Time to act

| Updated on January 12, 2018

The Centre should stick to the schedule for implementing GAAR

With the General Anti Avoidance Rules set to come into force this April, suggestions to push the deadline are getting louder. The Centre, however, should go ahead with the enforcement of these rules that will give tax authorities the right to question all arrangements made specifically with the intent to avoid tax. When GAAR was first proposed in 2013, there had been a sell-off in equity markets, forcing the Centre to push the implementation date by two years. In 2015, Finance Minister Arun Jaitley gave a further reprieve, postponing the implementation by two more years, citing the impending adoption of the Base Erosion and Profit Shifting (BEPS) project recommendations as a reason. Pursuant to this, GAAR provisions will be applicable on the income arising 2017-18 onwards; investments made prior to April 1, 2017, are protected from these provisions.

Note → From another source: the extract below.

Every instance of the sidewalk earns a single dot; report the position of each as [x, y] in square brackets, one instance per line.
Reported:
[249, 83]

While there are concerns from some quarters regarding the hardship that companies and individuals could face once GAAR is implemented — as tax authorities begin investigating and questioning all tax saving arrangements — these fears appear overdone. One, the key segment these rules were targeting were foreign portfolio investors who had set up shell companies in countries such as Mauritius and Singapore to save capital gains tax on their investments in Indian equity. Sufficient time has already been provided to these investors to route their investments through other countries. NSDL data show that incremental flows into Indian equity markets from Mauritius-based foreign investors was just ₹82,000 crore in the last three years. This is far lower than the ₹2,75,000 crore received from investors based in the US. The changes made in the double tax avoidance treaties of Mauritius and Singapore have also rendered these routes quite ineffective in saving tax. While some short-term volatility is possible in stock markets, most foreign investors are likely to be sufficiently prepared for the onset of the GAAR regime. Two, participatory notes and foreign portfolio investors not using double tax treaties are excluded from the ambit of these rules. Three, foreign direct flows from Mauritius have not been affected in the last 12 months indicating that these are being channelled through more authentic arrangements.

Concerns regarding tax terrorism affecting common taxpayers are a little stretched, for GAAR applies only on transactions where the monetary benefit derived from the tax-saving arrangement exceeds ₹3 crore. Only high networth individuals or corporates deploying innovative ways to mitigate tax will fall within the ambit of these rules.